Understanding AlexNet - ImageNet Classification with Deep Convolutional Neural Networks

Posted on 1/2/2025

#convolutional neural network

#cnn

#alexnet

#understanding

In this post I will explore the paper ImageNet Classification with Deep Convolutional Neural Networks by Alex Krizhevsky, Ilya Sutskever, and Geoffrey Hinton. The goal is to understand the details and rationale behind its data processing, network architecture, and learning process. This post is the first in a two-part series: in the first part, I will analyze the paper, and in the second part, we will implement—and hopefully run—the network. The network introduced in the paper is widely known as AlexNet. It was designed by Alex Krizhevsky in collaboration with Ilya Sutskever and Geoffrey Hinton, Krizhevsky’s Ph.D. advisor at the University of Toronto in 2012.

AlexNet was developed for the ImageNet Large-Scale Visual Recognition Challenge (ILSVRC) held in 2012. The ILSVRC was an annual competition that started in 2010 as part of the Pascal Visual Object Challenge and which used ImageNet as training, validation and test dataset. The story of ImageNet it’s also interesting on its own, as it was started by AI researcher Fei-Fei Li and is based on the WordNet dataset, an ontologically structured dataset of English terms created by Christiane Fellbaum. ¹

The development of AlexNet marked a pivotal moment in the fields of computer vision and deep learning for several reasons:

Prior to 2012, winning ILSVRC architectures were based on traditional machine learning methods. These approaches relied heavily on handcrafted features for image recognition and achieved limited success. For instance, the 2011 winning model had a top-5 error rate of 25.8%, and the second-best architecture in 2012 (ISI) had an error rate of 26.2%. In contrast, the deep neural network developed by Krizhevsky and Sutskever, which was one of the largest of its kind at the time, achieved a top-5 test error rate of 15.3%.

ILSVRC winning architectures and their score compared to 'human-level'. Note the step between 2011/2012 when deep neural networks were introduced. Source Link

They wrote and publicly shared a highly-optimized GPU implementation which became the standard for the following years.
AlexNet introduced several innovative features for its time to improve performance and reduce training time. These included using ReLU as the activation function, Local Response Normalization, overlapping pooling, dropout in the hidden layers, and data augmentation techniques such as PCA color augmentation.

The Dataset

The ILSVRC 2012 dataset was a reduced version of the full ImageNet, comprising 1,000 classes with 1.2 million training images, 50,000 validation images, and 150,000 testing images. The full original database (147 GB) can be found here.

ImageNet organizes images into subfolders for each class, named using a variant of the WordNet schema (e.g., n04266014 corresponds to “space shuttle”). Each folder contains RGB images of varying resolutions. For instance, after exploring the entire dataset, I found that the largest image belongs to the class n03697007 (lumbermill, sawmill) with a size of 7056x4488 (image n03697007_27544), while the smallest one belongs to the class n07760859 (custard apple) with a size of 20x17 (image n07760859_5275).

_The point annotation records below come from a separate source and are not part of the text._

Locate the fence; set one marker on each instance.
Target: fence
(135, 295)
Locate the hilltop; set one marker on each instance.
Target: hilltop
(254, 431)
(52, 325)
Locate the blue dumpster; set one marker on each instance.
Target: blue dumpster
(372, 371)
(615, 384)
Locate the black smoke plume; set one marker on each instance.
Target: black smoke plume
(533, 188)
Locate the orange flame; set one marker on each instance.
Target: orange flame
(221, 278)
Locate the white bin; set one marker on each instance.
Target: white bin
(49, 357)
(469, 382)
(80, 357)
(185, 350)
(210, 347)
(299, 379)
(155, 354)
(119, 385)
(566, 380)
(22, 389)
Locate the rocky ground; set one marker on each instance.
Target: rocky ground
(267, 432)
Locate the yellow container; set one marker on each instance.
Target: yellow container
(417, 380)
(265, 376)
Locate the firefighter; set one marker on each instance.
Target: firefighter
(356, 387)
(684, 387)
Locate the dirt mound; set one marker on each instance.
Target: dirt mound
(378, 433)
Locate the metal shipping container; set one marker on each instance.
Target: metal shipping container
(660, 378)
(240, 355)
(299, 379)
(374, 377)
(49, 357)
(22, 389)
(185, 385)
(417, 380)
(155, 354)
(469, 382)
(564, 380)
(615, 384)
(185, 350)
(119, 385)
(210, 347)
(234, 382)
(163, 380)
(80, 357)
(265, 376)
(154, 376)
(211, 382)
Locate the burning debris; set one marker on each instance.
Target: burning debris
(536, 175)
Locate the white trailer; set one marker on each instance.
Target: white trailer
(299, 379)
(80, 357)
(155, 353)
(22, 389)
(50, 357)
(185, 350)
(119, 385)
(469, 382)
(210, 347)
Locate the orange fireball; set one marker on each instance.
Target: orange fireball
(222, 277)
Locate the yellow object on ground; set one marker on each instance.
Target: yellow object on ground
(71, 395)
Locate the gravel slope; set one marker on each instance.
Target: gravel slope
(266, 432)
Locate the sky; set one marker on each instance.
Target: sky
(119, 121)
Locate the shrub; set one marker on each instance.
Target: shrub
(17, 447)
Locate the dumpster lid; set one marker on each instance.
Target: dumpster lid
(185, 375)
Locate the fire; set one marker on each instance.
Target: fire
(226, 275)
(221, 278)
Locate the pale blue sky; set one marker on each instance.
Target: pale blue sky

Sample images from Imagenet. Source Link

Since AlexNet requires input images to have a fixed size, the first part of the data processing consists in rescaling and cropping the images to a fixed size of 256x256 pixels. To do that, each image is rescaled so that its shorter side measures 256 pixels, and then the central 256x256 patch is cropped. In order to reduce the memory usage, we can use the resized and cropped dataset as our base training dataset. By doing this, the dataset size on disk is reduced from 147GB to 15GB, a 90% reduction!

Due to the relatively large size of the original database, alternative versions are available, such as the downsampled 32x32 version and 64x64 version. There are even reduced versions such as the tiny ImageNet dataset, that contains 100,000 images at 64x64 resolution with 200 classes, that is 500 images per class, or Imagenette, which only contains 10 easily distinguishable classes and 13,000 images.

Novel features

ReLU

The rectified linear unit (ReLU) non-linearity was first introduced by A. Householder in 1941 as a mathematical abstraction for neural networks ² and later reintroduced by K. Fukushima in 1969 for visual feature extraction in neural networks ³.

At the time Alexnet was introduced, the most commonly used activation functions were the sigmoid, defined as $\sigma(x) = \frac{1}{1 + e^{-x}}$ , and the hyperbolic tangent (tanh), defined as $\text{tanh}(x) = \frac{e^x - e^{-x}}{e^x + e^{-x}}$ . These functions are very similar except the range of the tanh function is $[-1,1]$ while the sigmoid range is $[0,1]$ .

Popular activation functions: ReLu, tanh amd sigmoid. Source Link

The main issue with the tanh and sigmoid activation functions is that near their asymptotes, the slope or derivative becomes very small, approaching zero. This is known as the vanishing gradient problem, caused by the saturation of the neurons. When this occurs, the network’s training slows considerably, since gradients are used during backpropagation to adjust the weights. The problem becomes even worse in deep networks where gradients at each layer are multiplied because of the chain rule. This can lead to a negligleable final gradient which makes training very slow.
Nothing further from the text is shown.